BVI, Germany’s fund industry body, has called on the country’s government to use the remaining months of its presidency of the EU Council to push the fixing of certain aspects of current EU sustainability-related financial regulation.
It also called for future corporate non-financial reporting obligations to be in accordance with a mandatory EU standard that should apply to all companies seeking funding on EU capital markets, including those based outside the bloc if their shares are listed on a regulated EU market.
Germany holds the rotating presidency of the EU Council until the end of the year and is also looking to boost Germany’s reputation as a location for sustainable finance.
According to BVI CEO Thomas Richter, ”the federal government knows that this will only work in accordance with EU regulation”.

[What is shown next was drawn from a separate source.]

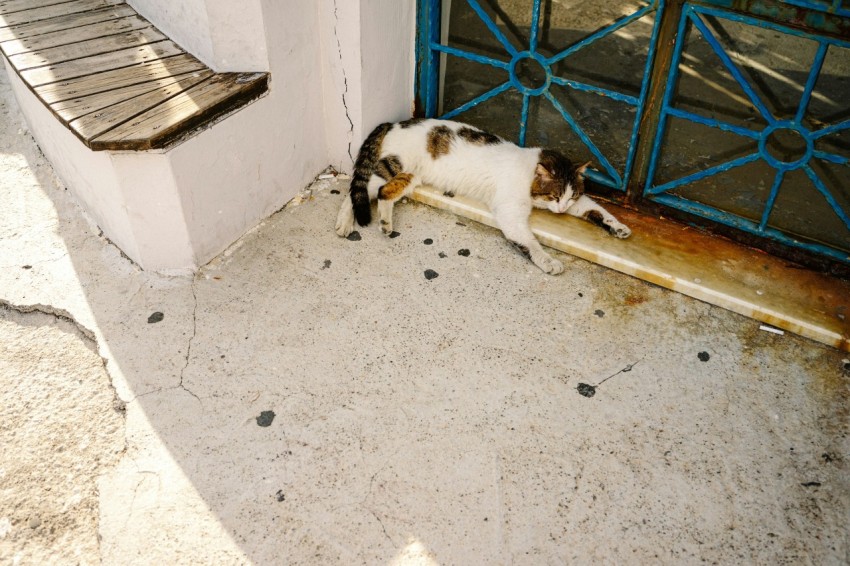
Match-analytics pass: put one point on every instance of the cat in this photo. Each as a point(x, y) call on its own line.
point(461, 159)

The lobby group said it was calling on the German federal government “to take necessary, even if unpleasant, decisions needed to set a path to foster sustainability without losing sight of the end goal”.
“This means that the government must now do everything in its power in Brussels to promote holistic and practicable sustainability regulation,” the industry group added.
It said it was offering the German government “an institutionalised dialogue based on the intensive formal cooperation that has been developed over some time”.
Outcomes the BVI wants to see pursued during the remaining period of the German EU Council presidency are: uniform criteria for what counts as a sustainable product, postponement of the start of the sustainable finance disclosure regulation (SFDR) to 1 January 2022, and closure of ESG data gaps.
On the topic of uniform criteria, BVI said what was considered a sustainable product was currently regulated consistently across various regulations, giving the example of different requirements placed on sustainable products under amendments to MiFID II compared with those in the SFDR.
This is an issue that Efama, which BVI is a member of, is lobbying on. Efama is also calling for the postponement of the SFDR, with the likes of PensionsEurope also expressing concerns about the timeline.
In a position paper, BVI also called for the taxonomy to be made more practicable, for example saying criteria for environmentally sustainable activities should have the current market situation as their point of departure and be progressively tightened in order to foster the transformation of the entire economy.